As a policy paper issued in January by the Communication Workers of America (CWA) aptly described it, the current telecom infrastructure is a “hodgepodge of fragmented government programs and uneven private sector responses to changing markets." Much of 2006 was wasted debating esoteric topics like “network neutrality” that did absolutely nothing to extend digital telecommunications services to a single home or small business in countless areas that are at least a decade behind where they should be today.

One probable conclusion of this national dialogue will be the existing telephone/cable company duopoly lacks the resources to upgrade and expand the nation’s telecom infrastructure rapidly enough to provide near universal service that is the hallmark of an advanced modern economy. Even if they undertook a crash program to do so — which quarterly earnings pressure from Wall Street and shareholders would prohibit — they would likely be unable to deploy updated infrastructure quickly enough and with sufficient bandwidth to meet the ever growing digital demands being placed upon their systems.

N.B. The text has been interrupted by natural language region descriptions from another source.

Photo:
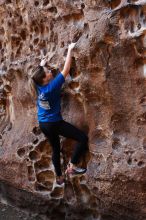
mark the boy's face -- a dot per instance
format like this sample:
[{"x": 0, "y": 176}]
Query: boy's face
[{"x": 49, "y": 75}]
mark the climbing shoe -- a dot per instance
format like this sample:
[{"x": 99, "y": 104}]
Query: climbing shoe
[{"x": 60, "y": 181}]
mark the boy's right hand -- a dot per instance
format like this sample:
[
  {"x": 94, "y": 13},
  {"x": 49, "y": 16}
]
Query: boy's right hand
[{"x": 71, "y": 46}]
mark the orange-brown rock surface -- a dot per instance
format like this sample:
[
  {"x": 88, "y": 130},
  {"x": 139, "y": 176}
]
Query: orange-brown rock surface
[{"x": 106, "y": 97}]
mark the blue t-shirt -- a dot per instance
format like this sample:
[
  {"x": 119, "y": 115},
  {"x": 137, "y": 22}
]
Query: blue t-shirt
[{"x": 49, "y": 100}]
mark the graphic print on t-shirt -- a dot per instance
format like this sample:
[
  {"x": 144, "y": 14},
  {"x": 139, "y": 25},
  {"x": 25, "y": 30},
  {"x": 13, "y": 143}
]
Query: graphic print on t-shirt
[{"x": 43, "y": 102}]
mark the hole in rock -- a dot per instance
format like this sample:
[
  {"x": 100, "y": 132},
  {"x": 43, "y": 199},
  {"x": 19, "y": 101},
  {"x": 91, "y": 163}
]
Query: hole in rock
[
  {"x": 46, "y": 175},
  {"x": 141, "y": 120},
  {"x": 62, "y": 44},
  {"x": 31, "y": 176},
  {"x": 35, "y": 141},
  {"x": 46, "y": 2},
  {"x": 34, "y": 155},
  {"x": 21, "y": 152},
  {"x": 140, "y": 163},
  {"x": 39, "y": 187},
  {"x": 23, "y": 34},
  {"x": 57, "y": 192},
  {"x": 144, "y": 144},
  {"x": 82, "y": 5},
  {"x": 36, "y": 130},
  {"x": 36, "y": 41},
  {"x": 74, "y": 85}
]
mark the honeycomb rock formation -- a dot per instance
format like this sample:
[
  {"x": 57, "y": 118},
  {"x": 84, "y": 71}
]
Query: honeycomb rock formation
[{"x": 105, "y": 97}]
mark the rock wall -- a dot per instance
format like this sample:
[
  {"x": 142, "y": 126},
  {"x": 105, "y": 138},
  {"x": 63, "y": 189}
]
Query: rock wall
[{"x": 105, "y": 97}]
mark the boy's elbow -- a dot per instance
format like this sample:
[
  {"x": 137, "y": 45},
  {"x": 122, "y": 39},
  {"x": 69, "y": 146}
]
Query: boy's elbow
[{"x": 65, "y": 72}]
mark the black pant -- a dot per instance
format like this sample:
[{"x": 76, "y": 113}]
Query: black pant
[{"x": 52, "y": 130}]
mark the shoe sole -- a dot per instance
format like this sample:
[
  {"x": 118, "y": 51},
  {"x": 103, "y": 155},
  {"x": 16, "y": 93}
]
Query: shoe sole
[{"x": 75, "y": 174}]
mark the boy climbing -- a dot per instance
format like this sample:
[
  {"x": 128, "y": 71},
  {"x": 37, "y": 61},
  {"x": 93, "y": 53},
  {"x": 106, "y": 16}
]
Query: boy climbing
[{"x": 46, "y": 89}]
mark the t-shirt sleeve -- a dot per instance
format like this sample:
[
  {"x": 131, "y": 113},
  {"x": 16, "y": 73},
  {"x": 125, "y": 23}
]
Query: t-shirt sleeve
[{"x": 57, "y": 82}]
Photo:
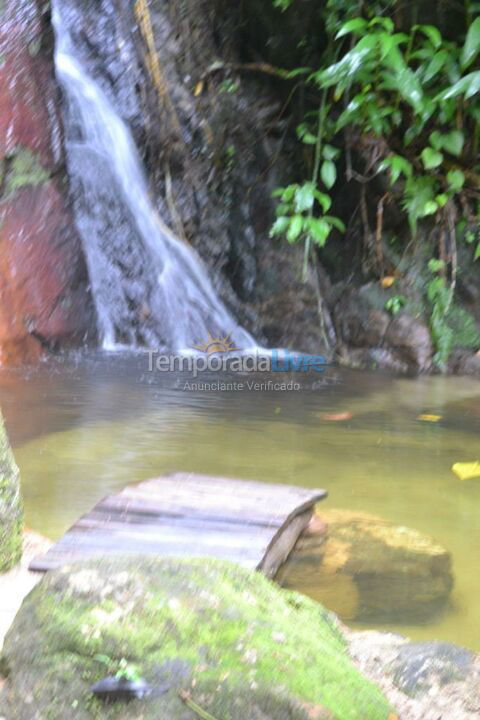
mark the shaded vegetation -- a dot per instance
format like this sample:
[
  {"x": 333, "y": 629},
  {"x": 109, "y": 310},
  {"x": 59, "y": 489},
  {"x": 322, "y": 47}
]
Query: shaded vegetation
[{"x": 386, "y": 97}]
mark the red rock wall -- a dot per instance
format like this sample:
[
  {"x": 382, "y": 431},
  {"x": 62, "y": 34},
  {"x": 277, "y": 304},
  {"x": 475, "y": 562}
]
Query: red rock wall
[{"x": 44, "y": 298}]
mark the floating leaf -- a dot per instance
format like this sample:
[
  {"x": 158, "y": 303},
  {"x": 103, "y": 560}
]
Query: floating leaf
[{"x": 466, "y": 471}]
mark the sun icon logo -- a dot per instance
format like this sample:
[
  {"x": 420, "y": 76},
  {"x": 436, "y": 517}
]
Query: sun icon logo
[{"x": 217, "y": 345}]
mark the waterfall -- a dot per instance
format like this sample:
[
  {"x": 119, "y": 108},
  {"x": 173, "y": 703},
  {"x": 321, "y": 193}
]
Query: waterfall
[{"x": 149, "y": 287}]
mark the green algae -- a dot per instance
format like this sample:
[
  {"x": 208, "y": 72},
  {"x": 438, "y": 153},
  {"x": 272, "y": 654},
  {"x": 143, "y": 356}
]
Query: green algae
[{"x": 244, "y": 644}]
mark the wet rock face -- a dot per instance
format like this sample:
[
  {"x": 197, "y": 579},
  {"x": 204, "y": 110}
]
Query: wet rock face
[
  {"x": 44, "y": 301},
  {"x": 208, "y": 140},
  {"x": 11, "y": 508},
  {"x": 367, "y": 569},
  {"x": 230, "y": 639}
]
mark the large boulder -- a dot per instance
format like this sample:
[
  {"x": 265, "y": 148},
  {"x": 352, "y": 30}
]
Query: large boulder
[
  {"x": 231, "y": 640},
  {"x": 44, "y": 300},
  {"x": 425, "y": 681},
  {"x": 368, "y": 569},
  {"x": 11, "y": 508}
]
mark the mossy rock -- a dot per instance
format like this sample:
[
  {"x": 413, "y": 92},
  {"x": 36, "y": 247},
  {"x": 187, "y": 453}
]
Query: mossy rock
[
  {"x": 11, "y": 509},
  {"x": 366, "y": 568},
  {"x": 243, "y": 648}
]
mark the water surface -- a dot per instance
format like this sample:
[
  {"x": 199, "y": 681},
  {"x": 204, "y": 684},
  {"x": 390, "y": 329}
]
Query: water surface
[{"x": 84, "y": 426}]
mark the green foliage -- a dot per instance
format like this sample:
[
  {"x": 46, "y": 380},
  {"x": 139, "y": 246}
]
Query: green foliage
[
  {"x": 395, "y": 304},
  {"x": 409, "y": 99}
]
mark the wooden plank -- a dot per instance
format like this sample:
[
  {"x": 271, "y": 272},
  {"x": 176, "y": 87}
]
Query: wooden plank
[{"x": 253, "y": 524}]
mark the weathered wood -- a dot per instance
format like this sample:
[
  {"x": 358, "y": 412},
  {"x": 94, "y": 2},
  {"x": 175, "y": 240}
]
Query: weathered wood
[{"x": 253, "y": 524}]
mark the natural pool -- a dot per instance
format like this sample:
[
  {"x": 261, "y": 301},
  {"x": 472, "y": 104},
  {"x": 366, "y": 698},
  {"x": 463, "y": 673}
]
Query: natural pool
[{"x": 86, "y": 425}]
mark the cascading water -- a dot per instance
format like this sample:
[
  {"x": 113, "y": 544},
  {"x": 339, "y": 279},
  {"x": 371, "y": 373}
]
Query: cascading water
[{"x": 150, "y": 289}]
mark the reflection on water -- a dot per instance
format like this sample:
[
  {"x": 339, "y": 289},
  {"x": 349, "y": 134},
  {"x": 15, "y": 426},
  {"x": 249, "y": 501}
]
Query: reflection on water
[{"x": 85, "y": 427}]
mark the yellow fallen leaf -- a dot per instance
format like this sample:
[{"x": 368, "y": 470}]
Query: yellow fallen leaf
[
  {"x": 467, "y": 471},
  {"x": 387, "y": 281},
  {"x": 198, "y": 88}
]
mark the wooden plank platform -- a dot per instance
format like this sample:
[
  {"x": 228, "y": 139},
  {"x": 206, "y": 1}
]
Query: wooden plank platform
[{"x": 253, "y": 524}]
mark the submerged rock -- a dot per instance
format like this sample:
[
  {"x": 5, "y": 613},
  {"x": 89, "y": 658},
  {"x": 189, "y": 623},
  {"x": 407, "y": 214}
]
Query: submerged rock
[
  {"x": 228, "y": 639},
  {"x": 366, "y": 568},
  {"x": 425, "y": 681},
  {"x": 11, "y": 507}
]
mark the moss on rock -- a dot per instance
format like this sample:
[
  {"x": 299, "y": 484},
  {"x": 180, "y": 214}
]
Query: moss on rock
[
  {"x": 11, "y": 510},
  {"x": 242, "y": 648}
]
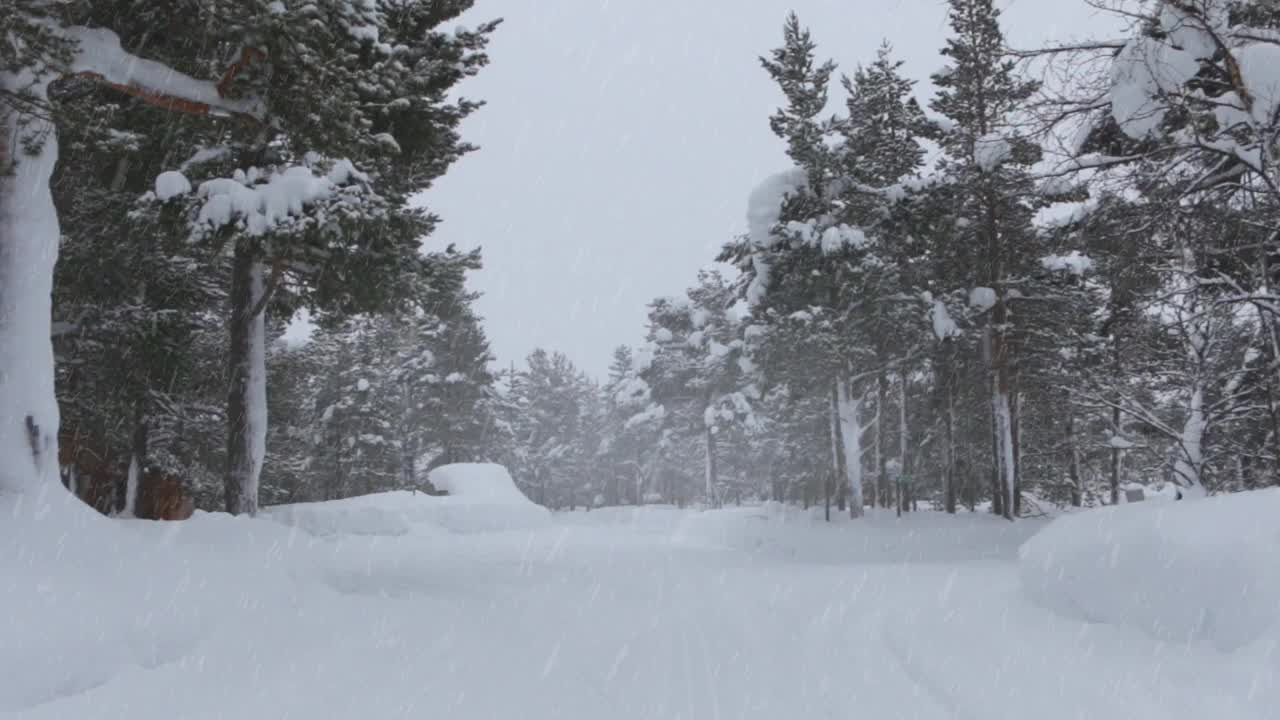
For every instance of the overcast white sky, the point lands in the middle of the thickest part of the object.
(621, 140)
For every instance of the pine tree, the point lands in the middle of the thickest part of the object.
(987, 182)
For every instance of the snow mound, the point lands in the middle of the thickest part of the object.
(1202, 572)
(480, 499)
(90, 601)
(776, 529)
(478, 482)
(389, 514)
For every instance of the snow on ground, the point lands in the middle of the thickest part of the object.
(1205, 572)
(370, 607)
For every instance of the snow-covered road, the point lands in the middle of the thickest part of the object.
(657, 614)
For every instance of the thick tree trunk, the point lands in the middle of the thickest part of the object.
(850, 429)
(246, 397)
(28, 249)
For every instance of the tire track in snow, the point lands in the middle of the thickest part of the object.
(903, 657)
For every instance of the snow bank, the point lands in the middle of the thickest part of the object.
(880, 536)
(90, 600)
(1182, 572)
(481, 499)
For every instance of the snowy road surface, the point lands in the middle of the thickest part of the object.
(654, 614)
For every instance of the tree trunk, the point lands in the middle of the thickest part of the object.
(904, 436)
(246, 397)
(1073, 466)
(1005, 452)
(882, 479)
(28, 249)
(997, 499)
(850, 431)
(711, 468)
(949, 477)
(1015, 408)
(137, 463)
(1187, 468)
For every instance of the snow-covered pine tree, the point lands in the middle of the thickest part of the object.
(988, 187)
(45, 44)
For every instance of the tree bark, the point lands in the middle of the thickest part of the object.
(882, 479)
(949, 474)
(849, 406)
(1073, 466)
(246, 397)
(711, 468)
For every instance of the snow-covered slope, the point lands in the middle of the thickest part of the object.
(480, 499)
(1205, 570)
(370, 609)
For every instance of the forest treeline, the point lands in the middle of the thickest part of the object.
(1045, 282)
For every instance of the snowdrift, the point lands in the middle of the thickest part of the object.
(878, 537)
(88, 598)
(1193, 572)
(481, 499)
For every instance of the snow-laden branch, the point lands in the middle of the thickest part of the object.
(99, 55)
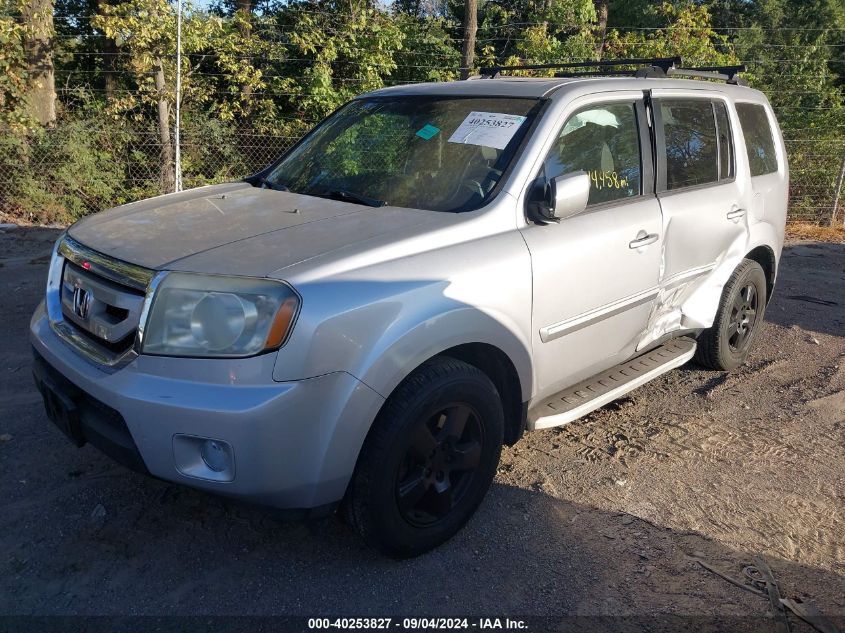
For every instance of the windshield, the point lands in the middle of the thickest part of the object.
(442, 154)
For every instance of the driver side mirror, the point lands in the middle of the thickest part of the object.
(567, 195)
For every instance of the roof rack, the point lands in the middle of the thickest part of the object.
(662, 63)
(729, 74)
(650, 67)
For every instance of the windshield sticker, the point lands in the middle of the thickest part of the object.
(427, 131)
(489, 129)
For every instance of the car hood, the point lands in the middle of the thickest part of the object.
(238, 229)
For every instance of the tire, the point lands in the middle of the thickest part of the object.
(726, 345)
(428, 459)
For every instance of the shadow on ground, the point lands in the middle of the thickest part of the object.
(810, 277)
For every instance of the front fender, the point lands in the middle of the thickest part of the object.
(392, 328)
(395, 357)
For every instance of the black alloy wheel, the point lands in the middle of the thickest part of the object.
(428, 459)
(440, 463)
(727, 343)
(743, 318)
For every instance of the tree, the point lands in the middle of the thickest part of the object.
(13, 70)
(147, 29)
(470, 28)
(37, 15)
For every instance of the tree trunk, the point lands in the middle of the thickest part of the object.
(168, 173)
(470, 27)
(244, 7)
(601, 29)
(110, 72)
(41, 90)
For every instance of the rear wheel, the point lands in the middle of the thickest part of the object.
(726, 345)
(428, 460)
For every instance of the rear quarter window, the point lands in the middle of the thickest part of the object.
(692, 148)
(759, 141)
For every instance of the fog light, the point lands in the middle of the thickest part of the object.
(214, 456)
(204, 457)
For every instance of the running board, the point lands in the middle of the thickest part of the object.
(575, 402)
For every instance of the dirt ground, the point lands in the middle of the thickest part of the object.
(604, 517)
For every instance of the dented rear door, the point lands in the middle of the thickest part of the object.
(704, 207)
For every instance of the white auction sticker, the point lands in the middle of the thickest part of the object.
(490, 129)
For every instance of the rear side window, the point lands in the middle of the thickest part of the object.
(759, 142)
(692, 148)
(602, 140)
(726, 150)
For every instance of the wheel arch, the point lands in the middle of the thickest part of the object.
(501, 371)
(765, 256)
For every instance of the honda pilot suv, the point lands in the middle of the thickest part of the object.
(433, 270)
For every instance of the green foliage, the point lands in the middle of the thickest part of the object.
(85, 169)
(684, 30)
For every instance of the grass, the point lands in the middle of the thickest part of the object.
(805, 231)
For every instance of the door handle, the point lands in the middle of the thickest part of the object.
(643, 239)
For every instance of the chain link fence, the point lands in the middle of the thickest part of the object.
(80, 168)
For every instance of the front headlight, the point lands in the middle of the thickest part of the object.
(213, 316)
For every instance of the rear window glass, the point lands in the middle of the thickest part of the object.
(692, 149)
(759, 142)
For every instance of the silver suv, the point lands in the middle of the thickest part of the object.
(431, 271)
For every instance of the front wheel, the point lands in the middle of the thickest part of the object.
(726, 345)
(428, 460)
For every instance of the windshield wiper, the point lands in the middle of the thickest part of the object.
(270, 184)
(351, 196)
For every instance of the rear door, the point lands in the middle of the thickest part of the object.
(704, 206)
(596, 274)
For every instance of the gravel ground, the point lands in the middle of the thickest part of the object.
(606, 516)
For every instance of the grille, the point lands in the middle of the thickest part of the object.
(101, 301)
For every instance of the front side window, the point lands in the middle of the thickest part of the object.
(692, 148)
(442, 154)
(759, 143)
(603, 141)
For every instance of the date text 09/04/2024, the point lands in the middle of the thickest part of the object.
(417, 623)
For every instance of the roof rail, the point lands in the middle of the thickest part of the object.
(655, 67)
(661, 63)
(730, 74)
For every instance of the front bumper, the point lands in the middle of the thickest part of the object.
(294, 443)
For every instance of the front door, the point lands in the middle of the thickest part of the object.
(596, 274)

They are too bogged down by their massive investments in their legacy metal wire-based local distribution systems that served them well for decades for voice phone service and analog television until the Internet began to take off in the 1990s. It’s time to chart a new course.

The Internet Freedom Declaration of 2007

Universal Affordable Access

Broadband Internet access should be universally available and affordable. Rural or urban, rich or poor, every American must be able to access the information superhighway at fair prices and speeds that rival the rest of the world. Like the public highways, the information superhighway must be considered a key piece of public infrastructure -- an indispensable part of our society that provides economic and social opportunities to all.